Linus Sandgren, also a Chazelle alum for his award winning work on La La Land firmly puts us in the center of the action. He uses close-ups on Gosling most frequently, even in the exterior scenes where he wants nothing more than to be alone despite his colleagues pushes to get him to talk. His work really sings though when we’re in the Gemini or Apollo rockets and is even more impactful in the lunar landing, where IMAX cameras take full advantage of the format. The isolation the character felt is never more present then in these moments on the moon.

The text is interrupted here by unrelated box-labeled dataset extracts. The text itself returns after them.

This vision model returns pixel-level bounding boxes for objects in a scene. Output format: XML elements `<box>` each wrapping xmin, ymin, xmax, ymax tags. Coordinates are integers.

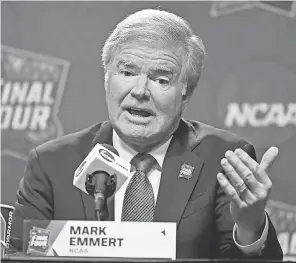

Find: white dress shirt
<box><xmin>112</xmin><ymin>130</ymin><xmax>269</xmax><ymax>254</ymax></box>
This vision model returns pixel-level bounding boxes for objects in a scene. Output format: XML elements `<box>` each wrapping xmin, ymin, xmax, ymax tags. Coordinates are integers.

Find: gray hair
<box><xmin>102</xmin><ymin>9</ymin><xmax>205</xmax><ymax>95</ymax></box>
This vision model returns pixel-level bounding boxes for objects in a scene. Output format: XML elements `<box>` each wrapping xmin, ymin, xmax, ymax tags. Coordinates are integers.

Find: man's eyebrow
<box><xmin>116</xmin><ymin>59</ymin><xmax>138</xmax><ymax>68</ymax></box>
<box><xmin>149</xmin><ymin>66</ymin><xmax>177</xmax><ymax>76</ymax></box>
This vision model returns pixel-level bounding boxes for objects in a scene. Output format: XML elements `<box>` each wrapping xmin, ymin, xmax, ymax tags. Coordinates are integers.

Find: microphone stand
<box><xmin>85</xmin><ymin>171</ymin><xmax>116</xmax><ymax>221</ymax></box>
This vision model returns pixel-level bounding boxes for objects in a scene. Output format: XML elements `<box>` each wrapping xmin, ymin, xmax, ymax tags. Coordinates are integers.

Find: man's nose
<box><xmin>131</xmin><ymin>74</ymin><xmax>150</xmax><ymax>99</ymax></box>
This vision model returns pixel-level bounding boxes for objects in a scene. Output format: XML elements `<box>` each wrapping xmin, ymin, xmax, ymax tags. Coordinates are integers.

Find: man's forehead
<box><xmin>114</xmin><ymin>47</ymin><xmax>181</xmax><ymax>71</ymax></box>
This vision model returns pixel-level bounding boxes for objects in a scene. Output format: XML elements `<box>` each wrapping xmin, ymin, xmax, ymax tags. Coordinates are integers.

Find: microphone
<box><xmin>73</xmin><ymin>143</ymin><xmax>131</xmax><ymax>220</ymax></box>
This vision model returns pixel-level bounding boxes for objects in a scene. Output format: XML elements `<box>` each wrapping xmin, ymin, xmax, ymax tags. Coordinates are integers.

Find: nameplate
<box><xmin>23</xmin><ymin>220</ymin><xmax>176</xmax><ymax>259</ymax></box>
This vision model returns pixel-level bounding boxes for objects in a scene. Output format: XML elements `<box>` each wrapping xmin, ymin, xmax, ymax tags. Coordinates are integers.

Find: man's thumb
<box><xmin>260</xmin><ymin>146</ymin><xmax>279</xmax><ymax>171</ymax></box>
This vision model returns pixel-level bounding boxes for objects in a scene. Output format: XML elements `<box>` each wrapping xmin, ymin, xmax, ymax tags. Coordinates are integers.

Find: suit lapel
<box><xmin>80</xmin><ymin>122</ymin><xmax>114</xmax><ymax>221</ymax></box>
<box><xmin>154</xmin><ymin>120</ymin><xmax>203</xmax><ymax>223</ymax></box>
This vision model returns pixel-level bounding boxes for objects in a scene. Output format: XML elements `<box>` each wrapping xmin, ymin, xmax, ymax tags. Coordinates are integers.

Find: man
<box><xmin>12</xmin><ymin>10</ymin><xmax>282</xmax><ymax>259</ymax></box>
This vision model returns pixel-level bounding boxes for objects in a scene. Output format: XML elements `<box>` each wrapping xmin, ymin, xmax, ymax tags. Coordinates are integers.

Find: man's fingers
<box><xmin>217</xmin><ymin>173</ymin><xmax>248</xmax><ymax>208</ymax></box>
<box><xmin>222</xmin><ymin>151</ymin><xmax>260</xmax><ymax>192</ymax></box>
<box><xmin>260</xmin><ymin>146</ymin><xmax>279</xmax><ymax>171</ymax></box>
<box><xmin>235</xmin><ymin>149</ymin><xmax>270</xmax><ymax>184</ymax></box>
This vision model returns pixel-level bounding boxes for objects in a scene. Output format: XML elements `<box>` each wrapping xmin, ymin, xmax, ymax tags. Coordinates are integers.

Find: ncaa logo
<box><xmin>99</xmin><ymin>149</ymin><xmax>115</xmax><ymax>162</ymax></box>
<box><xmin>217</xmin><ymin>61</ymin><xmax>296</xmax><ymax>149</ymax></box>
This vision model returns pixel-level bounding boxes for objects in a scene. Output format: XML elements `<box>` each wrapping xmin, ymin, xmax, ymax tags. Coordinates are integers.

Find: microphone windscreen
<box><xmin>102</xmin><ymin>144</ymin><xmax>119</xmax><ymax>156</ymax></box>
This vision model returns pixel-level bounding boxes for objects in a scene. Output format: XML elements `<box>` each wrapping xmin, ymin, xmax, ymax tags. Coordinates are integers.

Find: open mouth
<box><xmin>126</xmin><ymin>108</ymin><xmax>152</xmax><ymax>117</ymax></box>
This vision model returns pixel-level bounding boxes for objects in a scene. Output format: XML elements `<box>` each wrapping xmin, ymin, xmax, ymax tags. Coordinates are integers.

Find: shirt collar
<box><xmin>112</xmin><ymin>129</ymin><xmax>172</xmax><ymax>170</ymax></box>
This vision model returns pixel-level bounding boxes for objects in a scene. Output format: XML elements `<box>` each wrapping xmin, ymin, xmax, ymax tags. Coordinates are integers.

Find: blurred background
<box><xmin>1</xmin><ymin>1</ymin><xmax>296</xmax><ymax>259</ymax></box>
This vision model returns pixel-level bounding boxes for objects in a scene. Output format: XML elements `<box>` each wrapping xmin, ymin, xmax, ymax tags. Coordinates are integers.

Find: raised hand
<box><xmin>217</xmin><ymin>147</ymin><xmax>279</xmax><ymax>245</ymax></box>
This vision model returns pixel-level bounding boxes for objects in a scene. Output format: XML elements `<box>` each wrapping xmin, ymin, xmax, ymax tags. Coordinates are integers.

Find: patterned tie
<box><xmin>121</xmin><ymin>153</ymin><xmax>156</xmax><ymax>222</ymax></box>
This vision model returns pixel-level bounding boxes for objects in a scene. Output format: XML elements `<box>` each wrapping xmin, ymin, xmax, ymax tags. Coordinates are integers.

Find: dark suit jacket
<box><xmin>12</xmin><ymin>120</ymin><xmax>282</xmax><ymax>259</ymax></box>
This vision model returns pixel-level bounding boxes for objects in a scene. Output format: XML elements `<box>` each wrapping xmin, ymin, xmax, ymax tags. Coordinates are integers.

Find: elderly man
<box><xmin>13</xmin><ymin>9</ymin><xmax>282</xmax><ymax>259</ymax></box>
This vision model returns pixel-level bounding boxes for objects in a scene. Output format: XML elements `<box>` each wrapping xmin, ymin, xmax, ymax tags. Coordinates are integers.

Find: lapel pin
<box><xmin>178</xmin><ymin>163</ymin><xmax>194</xmax><ymax>180</ymax></box>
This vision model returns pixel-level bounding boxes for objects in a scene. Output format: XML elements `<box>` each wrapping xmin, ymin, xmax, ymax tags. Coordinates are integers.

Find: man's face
<box><xmin>105</xmin><ymin>44</ymin><xmax>187</xmax><ymax>151</ymax></box>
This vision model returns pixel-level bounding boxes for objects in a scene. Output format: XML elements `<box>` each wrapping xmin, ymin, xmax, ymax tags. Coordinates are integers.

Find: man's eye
<box><xmin>155</xmin><ymin>79</ymin><xmax>170</xmax><ymax>85</ymax></box>
<box><xmin>120</xmin><ymin>70</ymin><xmax>134</xmax><ymax>77</ymax></box>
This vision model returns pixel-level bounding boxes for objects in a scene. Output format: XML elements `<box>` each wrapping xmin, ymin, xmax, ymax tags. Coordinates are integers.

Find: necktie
<box><xmin>121</xmin><ymin>153</ymin><xmax>156</xmax><ymax>222</ymax></box>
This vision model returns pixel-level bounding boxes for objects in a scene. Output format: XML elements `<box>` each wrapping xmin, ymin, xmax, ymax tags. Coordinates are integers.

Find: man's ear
<box><xmin>182</xmin><ymin>86</ymin><xmax>191</xmax><ymax>112</ymax></box>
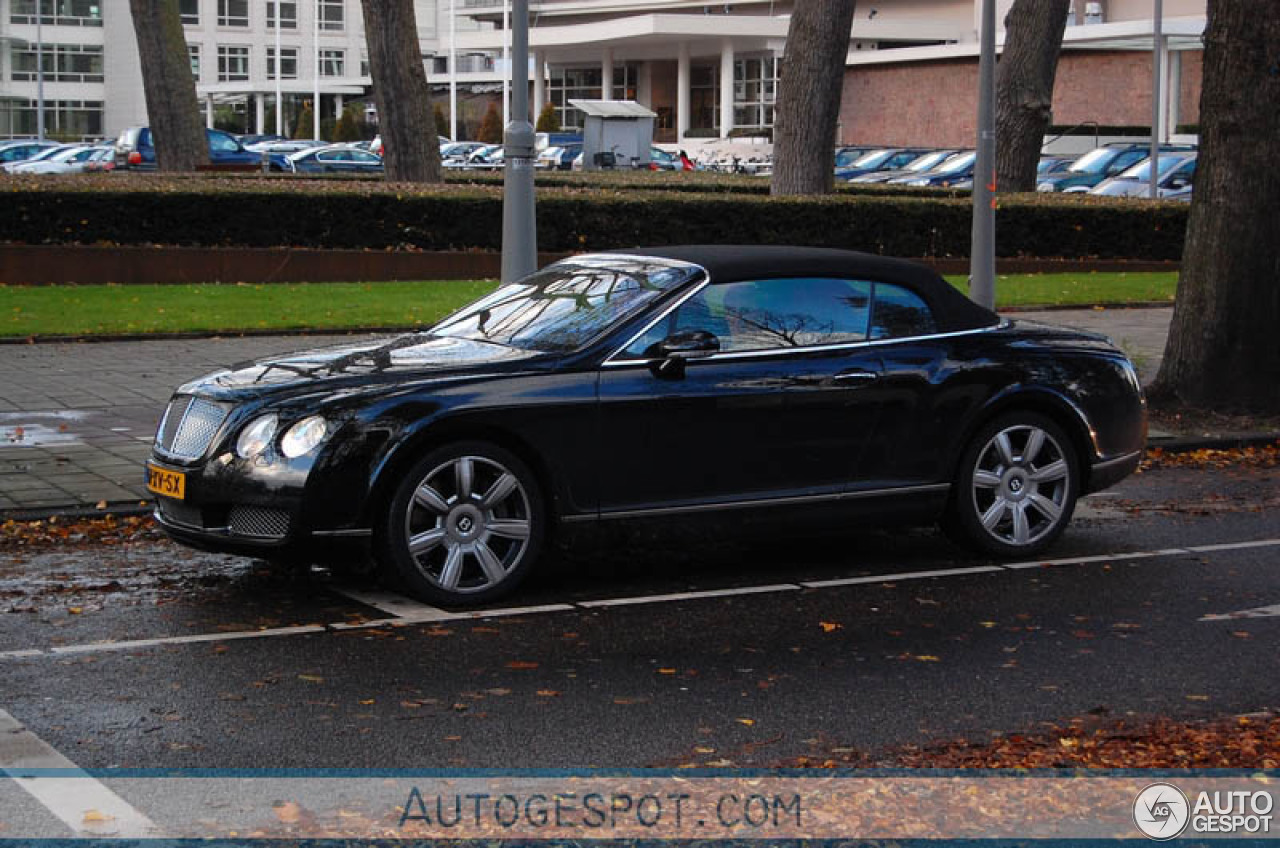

And, though it is a long journey for the audience, it is rewarding because we can finally see Armstrong in his moment, allowing him to emotionally release. Yes, the American flag is present in the scene. Because this is Armstrong’s emotional journey, it is not imperative to the story that an audience see Aldrin and he plant the flag. That’s not what the story is focused on and it doesn’t degrade the story.
The film begins as it ends: in emotional isolation. Gosling was the perfect actor to play this role because he plays “isolated” so well, emotionally bereft, but still working toward a common goal. Chazelle made a few interesting choices towards the third act, including Gil Scott-Heron’s “Whitey On the Moon” as a way of saying that race relations are just as alive and well in 2018 as they were in the late 1960’s.
But Chazelle counters his own thoughts with the impassioned JFK speech giving NASA its charter. It truly concludes Armstrong’s emotional journey in this story, but this story element allows us to collectively share in the emotionalism and patriotism that the country felt, the pride in accomplishing this feat. I couldn’t help but think about Clint Eastwood’s Space Cowboys which is really what this film presents, but from Armstrong’s point of view. Eastwood had originally optioned the James Hansen biography, but they eventually lapsed. In that regard, this film feels closer to Space Cowboys rather than Apollo 13 or The Right Stuff: they are all important works of art with different vantage points. Some are more effective, but First Man is a hell of a flawed ride.
Now in theaters, First Man is rated PG-13.